The school’s executive chef for catering, Kristoffer Alber, talked up many of the key players during the media preview.
Starting off, he introduced a chorizo sausage topped with chimichurri, a lime crema, and habañero pickled red onions that had a good kick. This will be found in the new Glass City Smokehouse, as will the brisket nachos with a base of crisp chips, fresh jalapeño slices, and smoked cheese sauce.
Both of these were created specifically for the Sept. 14 home opener against Murray State University, and each costs $7. They’ll “tailor [these rotating items] to the season and sometimes to the opponent,” said Mr. Alber.
Other featured players at this locale will be half-pound burgers, grilled chicken sandwiches, smoked brisket sandwiches, and bratwurst ($6 each), as well as seasoned turkey legs (varying cost).

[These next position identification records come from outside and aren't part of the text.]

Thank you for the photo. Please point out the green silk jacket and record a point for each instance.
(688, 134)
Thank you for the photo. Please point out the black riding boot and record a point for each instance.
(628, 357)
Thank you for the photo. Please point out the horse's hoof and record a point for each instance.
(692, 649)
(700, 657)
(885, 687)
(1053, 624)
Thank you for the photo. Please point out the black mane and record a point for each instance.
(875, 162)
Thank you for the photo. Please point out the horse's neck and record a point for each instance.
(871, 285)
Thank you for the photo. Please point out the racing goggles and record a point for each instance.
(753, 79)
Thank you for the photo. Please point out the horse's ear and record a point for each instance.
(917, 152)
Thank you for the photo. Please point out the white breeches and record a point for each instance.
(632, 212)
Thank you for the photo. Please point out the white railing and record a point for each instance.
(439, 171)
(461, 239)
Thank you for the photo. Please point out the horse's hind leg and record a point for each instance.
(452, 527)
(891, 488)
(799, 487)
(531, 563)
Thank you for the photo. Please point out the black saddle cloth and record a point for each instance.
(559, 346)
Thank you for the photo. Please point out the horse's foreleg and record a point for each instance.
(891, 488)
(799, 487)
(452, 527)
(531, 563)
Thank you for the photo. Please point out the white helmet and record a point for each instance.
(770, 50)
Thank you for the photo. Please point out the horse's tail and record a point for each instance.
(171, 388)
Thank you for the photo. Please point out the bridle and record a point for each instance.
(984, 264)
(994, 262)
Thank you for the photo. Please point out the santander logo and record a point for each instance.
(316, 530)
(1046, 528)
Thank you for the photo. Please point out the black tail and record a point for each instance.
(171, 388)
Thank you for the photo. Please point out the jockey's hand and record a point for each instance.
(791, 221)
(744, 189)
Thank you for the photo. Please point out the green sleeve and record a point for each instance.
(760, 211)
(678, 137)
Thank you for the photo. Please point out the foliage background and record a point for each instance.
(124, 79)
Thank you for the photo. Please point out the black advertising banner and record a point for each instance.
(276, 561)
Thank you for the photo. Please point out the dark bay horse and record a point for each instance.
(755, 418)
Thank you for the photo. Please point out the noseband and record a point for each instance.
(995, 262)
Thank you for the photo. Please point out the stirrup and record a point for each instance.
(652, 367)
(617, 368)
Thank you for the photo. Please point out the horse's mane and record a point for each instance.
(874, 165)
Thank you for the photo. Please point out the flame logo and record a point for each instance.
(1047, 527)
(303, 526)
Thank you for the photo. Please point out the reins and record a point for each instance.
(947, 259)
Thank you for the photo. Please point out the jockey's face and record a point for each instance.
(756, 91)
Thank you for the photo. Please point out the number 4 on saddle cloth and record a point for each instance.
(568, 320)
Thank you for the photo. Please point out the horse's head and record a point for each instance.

The Rockets earned extra points for smoking, frying, and preparing the majority of the menu’s ingredients in-house, including making sausages from scratch.
They also offered a warm reception for local food purveyors.
Toledo institution Tony Packo’s will serve its Front Street franks for $4 and the much-loved original hot dogs for $5.
Domino’s Pizza is the official provider of this perennial fan favorite. Brian Edler, who owns more than a dozen franchises throughout Ohio, “is very involved with the Rockets,” said Heather Lutz, the school’s assistant athletic director for marketing and sales, so teaming up made perfect sense.
Fuzzy’s Tacos will offer street tacos filled with chicken or beef, as well as chips and queso.
And Holey Toledough Handcrafted Doughnuts will be frying up its wares on game days and brewing up Iron Bean Coffee Roasters’ beans to go with them. These gourmet treats “are just an amazing product,” said Mr. Alber, and there will be themed doughnuts for home games.
The Rocket Value Special is a great cheap eats deal: a hot dog, chips, and a 20-ounce drink for just $6.
And the food court will offer bacon on a stick which Mr. Alber’s assistant, Chef de Cuisine Dan McNabb, said is candied with a house-made Jim Beam sauce “drizzled over the top.”
Asked about plant-based items, Robert Daniel, athletic catering and concessions director, said they’re still seeking items “that vegan fans would like to eat,” rather than only choosing items because they meet a dietary standard (including gluten-free and allergen-free).
The university is actively seeking dishes “for every fan to enjoy,” he said.
“It wasn’t that long ago when we were popcorn and Coke,” said Paul Helgren, the athletic media relations director. “But today’s consumer expects more.”
Ms. Lutz agreed: “Game days are about more than just the game.” Music, concourse activities, atmosphere and, yes, the food all contribute to the experience.